The SpaceX Hyperloop test track — or Hypertube[4] — was designed in 2015 and was constructed in 2016, reaching its full length of one mile by October 2016.[28] The test track itself is also a prototype, where SpaceX anticipates learning from the design, build process and evaluates how to apply automated construction techniques to future Hyperloop tracks.[8]

 
Cross section of the Hypertube test track under construction for the Hyperloop pod competition in August 2016.
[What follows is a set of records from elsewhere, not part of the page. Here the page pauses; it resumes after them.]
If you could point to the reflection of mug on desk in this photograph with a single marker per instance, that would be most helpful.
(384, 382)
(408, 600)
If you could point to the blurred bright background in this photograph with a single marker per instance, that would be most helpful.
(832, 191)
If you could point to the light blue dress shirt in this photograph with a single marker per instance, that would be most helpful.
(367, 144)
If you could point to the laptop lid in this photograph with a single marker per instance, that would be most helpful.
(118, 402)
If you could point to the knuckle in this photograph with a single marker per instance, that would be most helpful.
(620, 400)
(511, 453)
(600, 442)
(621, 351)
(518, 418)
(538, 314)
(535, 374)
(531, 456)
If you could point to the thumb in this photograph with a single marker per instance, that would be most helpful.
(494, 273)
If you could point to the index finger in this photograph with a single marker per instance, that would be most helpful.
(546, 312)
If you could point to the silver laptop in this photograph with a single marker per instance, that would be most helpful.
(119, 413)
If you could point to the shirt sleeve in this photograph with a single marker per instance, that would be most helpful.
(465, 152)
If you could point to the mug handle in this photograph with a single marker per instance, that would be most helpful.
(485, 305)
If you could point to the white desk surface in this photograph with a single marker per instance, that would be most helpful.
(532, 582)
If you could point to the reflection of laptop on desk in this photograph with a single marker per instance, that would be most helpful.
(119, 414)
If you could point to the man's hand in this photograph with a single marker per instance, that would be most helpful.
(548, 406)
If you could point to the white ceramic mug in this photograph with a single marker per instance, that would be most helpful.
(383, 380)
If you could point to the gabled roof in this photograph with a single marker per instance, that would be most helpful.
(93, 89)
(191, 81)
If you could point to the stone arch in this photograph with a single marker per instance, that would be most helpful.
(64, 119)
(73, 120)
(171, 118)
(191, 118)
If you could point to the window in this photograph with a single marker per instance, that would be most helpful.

The design of the pod test track varies significantly from the Hyperloop tube design shown in the initial alpha-level Hyperloop design concept document released in 2013.[11] The Hypertube test track is designed to enable competitors who implement a wide array of designs and build pods that will test a variety of subsystem technologies that are important to new vehicle transport systems. This will include Hyperloop-specific pods—with air-bearing suspension and low-pressure compressor designs—as well as wheeled vehicle and magnetic levitation rail designs that will support a wide array of vehicle technologies to be tested. Some pods are expected to test only particular subsystems rather than a full Hyperloop-capable pod vehicle design; as well, many pods will have no on-pod compressor to prevent the high-speed choked-flow problem, very unlike the Hyperloop alpha design.[4]

Multiple systems will be allowed for propulsion and for levitation/suspension of various team pods. Three explicit suspension types are called out: wheels, air bearings, and magnetic levitation. Pod propulsion may be On-pod—as envisioned in the alpha Hyperloop design—or for the Hypertube test track, may use a SpaceX-provided Pusher to accelerate pods up to speed in the first 15 percent of track length, or even be unique (team-specific) Off-pod propulsion systems that would need to be integrated into the Hypertube for that Pod's specific test run.[4]

SpecificationsEdit

The test track specifications as of January 2016 include:[4]

  • Outer diameter: 1.83 meters (72.0 in)[4] (vs. approximately 2.3–3.4 m (90–132 in) for the tube in the initial alpha Hyperloop design document)[11]
  • Inner diameter: 1.79 meters (70.6 in)
  • Wall thickness: 18 millimeters (0.70 in)[4] (vs. 20–25 mm (0.80–1.0 in) for the tube in the initial alpha Hyperloop design)[11]
  • Length: 1.6 kilometers (1 mi) (approximate)
  • Materials
  • Subtrack thickness: 25 millimeters (1.0 in) for first and last 61 meters (200 ft); 13 millimeters (0.5 in) for remainder of tube
  • Internal pressure: 0.14–100 kilopascals (0.02–14.7 psi) (competitors may select tube operating pressure "in order to support various types of propulsion systems, compressors (if applicable), and outer mold lines"
  • Pumpdown time is expected to be as long as 30 minutes to reach the minimum pressure rating.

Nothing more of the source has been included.